BWT_Encode("test.bmp", "test.bwt")
Print "End"
Print "Start"
BWT_Decode("test.bwt", "test2.bmp")
Print "End"

End

Function BWT_Encode(sFileIn:String, sFileOut:String)
Local iIndex:Int
Local iFileSize:Int, iEncodeEnd:Int, tStreamIn:TStream, tStreamOut:TStream
Local tDataBlock:TBank, sFirst:String, sSortedTable:String[512]
Local iFirstIndex:Int
Local sAlphabet:String, bFind:Byte

iFileSize = FileSize(sFileIn)
iEncodeEnd = iFileSize-(iFileSize Mod 512)
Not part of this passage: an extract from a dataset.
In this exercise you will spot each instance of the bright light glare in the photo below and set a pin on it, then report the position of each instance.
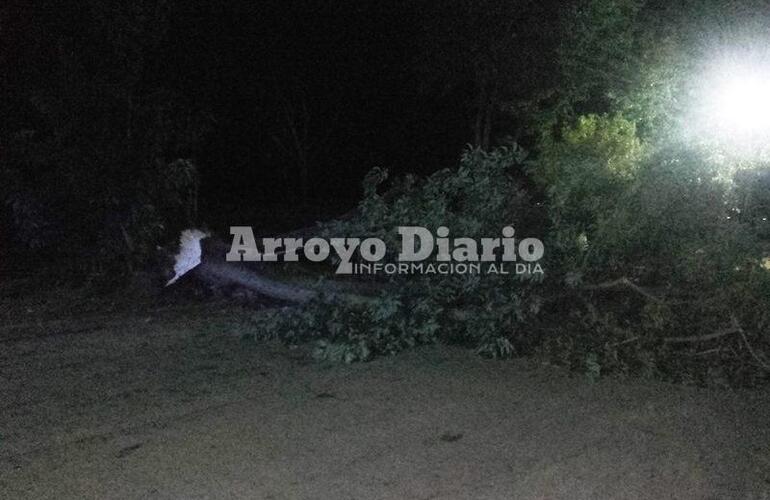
(741, 105)
(732, 107)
tStreamIn = ReadFile(sFileIn)
If tStreamIn = Null Then
Return False
EndIf
   
tStreamOut = WriteFile(sFileOut)
If tStreamOut = Null Then
CloseFile tStreamIn
Return False
EndIf

WriteInt tStreamOut, iEncodeEnd

tDataBlock = CreateBank(512)
While StreamPos(tStreamIn) < iEncodeEnd
ReadBank(tDataBlock, tStreamIn, 0, 512)

sFirst = ""
For iIndex = 0 To 511
sFirst = sFirst+Chr(PeekByte(tDataBlock, iIndex))
Next
sSortedTable[0] = sFirst

For iIndex = 1 To 511
sSortedTable[iIndex] = sSortedTable[iIndex-1][1..512]+Chr(sSortedTable[iIndex-1][0])
Next
sSortedTable.Sort()

sFirst = sFirst[1..512]+Chr(sFirst[0])
For iIndex = 0 To 511
If sSortedTable[iIndex] = sFirst Then
iFirstIndex = iIndex
Exit
EndIf
Next

sAlphabet = ""
For iIndex = 0 To 255
sAlphabet = sAlphabet+Chr(iIndex)
Next

For iIndex = 0 To 511
bFind = sSortedTable[iIndex][511]
WriteByte tStreamOut, sAlphabet.Find(Chr(bFind))
sAlphabet = Chr(bFind)+sAlphabet.Replace(Chr(bFind), "")
Next
WriteInt tStreamOut, iFirstIndex

Wend

While Not Eof(tStreamIn)
WriteByte tStreamOut, ReadByte(tStreamIn)
Wend

CloseFile tStreamOut
CloseFile tStreamIn

Return True
End Function

Function BWT_Decode(sFileIn:String, sFileOut:String)
Local iIndex:Int, iIndex2:Int, bChar:Byte
Local iEncodeEnd:Int, tStreamIn:TStream, tStreamOut:TStream
Local tDataBlock:TBank, iFirst:Int[512], iLast:Int[512], iTrans:Int[512]
Local iFirstIndex:Int
Local sAlphabet:String, bFind:Byte

tStreamIn = ReadFile(sFileIn)
If tStreamIn = Null Then
Return False
EndIf
   
tStreamOut = WriteFile(sFileOut)
If tStreamOut = Null Then
CloseFile tStreamIn
Return False
EndIf

iEncodeEnd = (ReadInt(tStreamIn)/512)*516

tDataBlock = CreateBank(512)
While StreamPos(tStreamIn) < iEncodeEnd
ReadBank(tDataBlock, tStreamIn, 0, 512)
iFirstIndex = ReadInt(tStreamIn)

sAlphabet = ""
For iIndex = 0 To 255
sAlphabet = sAlphabet+Chr(iIndex)
Next

For iIndex = 0 To 511
bFind = PeekByte(tDataBlock, iIndex)
PokeByte tDataBlock, iIndex, sAlphabet[bFind]
sAlphabet = Chr(sAlphabet[bFind])+sAlphabet.Replace(Chr(sAlphabet[bFind]), "")
Next

For iIndex = 0 To 511
iFirst[iIndex] = PeekByte(tDataBlock, iIndex)
iLast[iIndex] = PeekByte(tDataBlock, iIndex)
Next

For iIndex = 0 To 511
iFirst[iIndex] = PeekByte(tDataBlock, iIndex)
iLast[iIndex] = PeekByte(tDataBlock, iIndex)
Next
iFirst.Sort

For iIndex = 0 To 511
bChar = iFirst[iIndex]
For iIndex2 = 0 To 511
If iLast[iIndex2] = bChar Then
iTrans[iIndex] = iIndex2
iLast[iIndex2] = iLast[iIndex2]+256
Exit
EndIf
Next
Next

iIndex2 = iFirstIndex
For iIndex = 0 To 511
WriteByte tStreamOut, iLast[iIndex2]-256
iIndex2 = iTrans[iIndex2]
Next

FlushMem
Wend

While Not Eof(tStreamIn)
WriteByte tStreamOut, ReadByte(tStreamIn)
Wend

CloseFile tStreamOut
CloseFile tStreamIn

Return True
End Function


Comments :


Jeroen(Posted 1+ years ago)

 gheh nice work man


GW(Posted 1+ years ago)

 Very nice!How would you modify this to work with bmax strings?


Filax(Posted 1+ years ago)

 I don't understand very well :) but i have try with a BMP fileOriginal : 921 656 byteBWT file : 928 860 octetsOriginal file with winrar : 404 603 byteBWT file with winrar : 692 631 byte ????Strange :)May be winrar use different than huffman compress method ?


Murilo(Posted 1+ years ago)

 Very nice - It greatly improves the output of my huffman routines. I'm considering releasing my revised and improved algorithm soon...


skidracer(Posted 1+ years ago)

 Removed FlushMems, can someone confirm this code still works as expected.


Chroma(Posted 1+ years ago)

 Yep you're right Filax this is no good.  It doesn't make the .bwt file smaller at all.


ImaginaryHuman(Posted 1+ years ago)

 This is neat but I'm not sure about the bit near the end of the encoding where you form a separate alphabet of characters and map them to numbers ... this seems like a way of `compacting` the range of symbols used to represent the string, as an extra step, which might not be in the original BWT? And maybe that is what's throwing it off? I'll have to try this for myself.